Een maximale score op vlak van ergonomie geven doen we niet. Daarvoor is het interieur van de DS5 te fel bezaaid met knoppen - een groot verschil met de minimalistische cabines waar moeder Peugeot tegenwoordig zo graag mee te koop loopt. Wie zich achter het stuur nestelt, zal zich zelfs in de cockpit van een lijnvliegtuig wanen, en dan niet in het minst door de schakelaars die zich boven het hoofd bevinden. Leuk, maar daarom niet per se handig. Zulke zaken dragen dan wel weer bij aan de excentrieke aard van de DS5. Net zoals het analoge klokje of de vorm van de hoofdsteunen.
Comfort stond in ieder geval hoog op de prioriteitenlijst genoteerd. Citroën heeft niet nagelaten om de juiste sfeer - mét de juiste materialen - te creëren, maar moet ook gezegd dat de achterbank voor de al wat langere medemens minder interessant mag worden genoemd dan de passagierszetel - of toch om lange tijd te verpozen.

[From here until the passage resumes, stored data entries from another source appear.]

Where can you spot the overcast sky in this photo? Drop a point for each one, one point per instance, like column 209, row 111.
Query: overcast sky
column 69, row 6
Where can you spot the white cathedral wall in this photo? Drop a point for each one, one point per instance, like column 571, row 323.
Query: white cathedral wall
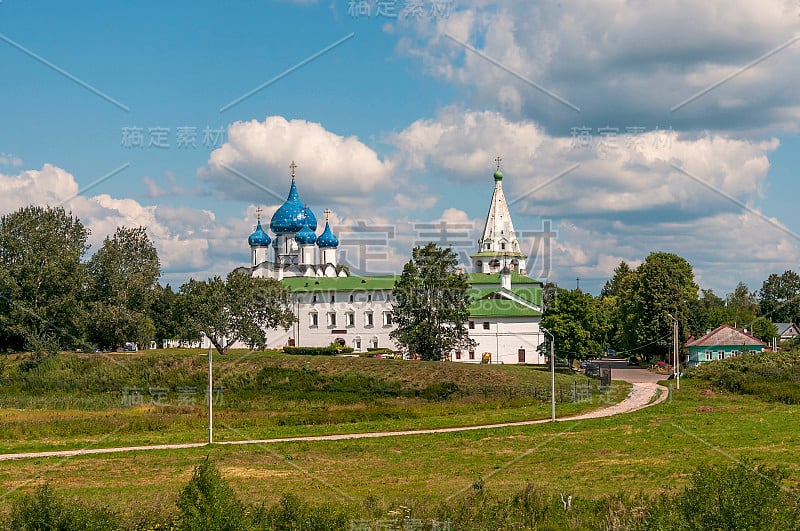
column 344, row 315
column 504, row 338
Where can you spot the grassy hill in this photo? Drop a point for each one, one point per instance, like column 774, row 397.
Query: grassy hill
column 73, row 399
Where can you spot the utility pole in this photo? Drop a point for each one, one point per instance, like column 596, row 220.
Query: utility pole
column 552, row 375
column 675, row 355
column 210, row 393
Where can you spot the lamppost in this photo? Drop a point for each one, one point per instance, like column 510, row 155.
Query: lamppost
column 210, row 393
column 675, row 356
column 552, row 375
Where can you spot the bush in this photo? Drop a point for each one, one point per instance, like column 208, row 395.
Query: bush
column 46, row 510
column 738, row 496
column 439, row 391
column 770, row 376
column 207, row 502
column 330, row 350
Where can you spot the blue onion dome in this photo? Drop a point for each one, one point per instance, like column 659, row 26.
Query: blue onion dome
column 259, row 238
column 289, row 218
column 306, row 236
column 327, row 240
column 311, row 219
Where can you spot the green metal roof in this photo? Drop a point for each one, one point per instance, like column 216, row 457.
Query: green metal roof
column 489, row 283
column 351, row 283
column 497, row 254
column 494, row 278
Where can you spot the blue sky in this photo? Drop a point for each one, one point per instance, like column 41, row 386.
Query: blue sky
column 630, row 126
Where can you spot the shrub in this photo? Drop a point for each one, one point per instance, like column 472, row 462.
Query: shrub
column 738, row 496
column 46, row 510
column 207, row 502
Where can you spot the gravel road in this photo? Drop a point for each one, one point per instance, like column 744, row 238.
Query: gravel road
column 645, row 392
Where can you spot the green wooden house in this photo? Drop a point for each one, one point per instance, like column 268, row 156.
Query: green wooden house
column 723, row 342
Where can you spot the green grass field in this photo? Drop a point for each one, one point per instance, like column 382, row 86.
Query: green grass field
column 650, row 451
column 88, row 400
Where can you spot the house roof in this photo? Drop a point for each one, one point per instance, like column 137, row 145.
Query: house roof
column 500, row 308
column 725, row 335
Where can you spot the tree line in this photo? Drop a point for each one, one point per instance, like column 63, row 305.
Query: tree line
column 52, row 297
column 632, row 312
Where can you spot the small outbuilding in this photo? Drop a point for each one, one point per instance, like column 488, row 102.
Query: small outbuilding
column 720, row 343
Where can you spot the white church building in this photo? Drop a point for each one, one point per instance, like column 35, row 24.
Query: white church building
column 333, row 306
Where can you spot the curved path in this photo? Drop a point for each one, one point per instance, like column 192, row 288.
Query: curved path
column 645, row 392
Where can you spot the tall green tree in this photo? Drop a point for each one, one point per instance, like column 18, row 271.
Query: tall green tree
column 763, row 329
column 611, row 305
column 431, row 306
column 166, row 313
column 742, row 306
column 123, row 275
column 41, row 279
column 708, row 311
column 662, row 285
column 575, row 323
column 779, row 297
column 239, row 308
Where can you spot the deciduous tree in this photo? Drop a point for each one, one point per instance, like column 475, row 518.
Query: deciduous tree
column 123, row 275
column 239, row 308
column 432, row 304
column 41, row 278
column 780, row 297
column 574, row 322
column 663, row 284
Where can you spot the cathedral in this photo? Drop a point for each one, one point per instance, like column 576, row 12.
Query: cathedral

Voorts is het zicht naar achter beperkt. Enerzijds door de uit de kluiten gewassen B- en C-stijlen van het koetswerk, anderzijds door de kleine afmetingen van de achterruit. De bestuurdersstoel naar boven krikken is een mogelijke oplossing, maar dan zit je weer te hoog in verhouding tot de boordplank. En wat de opbergmogelijkheden betreft kunnen we kort zijn. Er zijn wel wat kleine vakken aanwezig die handig zijn, maar Citroën is wel de mist ingegaan met het ontwerpen van het handschoenkastje. Dat is zacht gezegd nogal klein bemeten.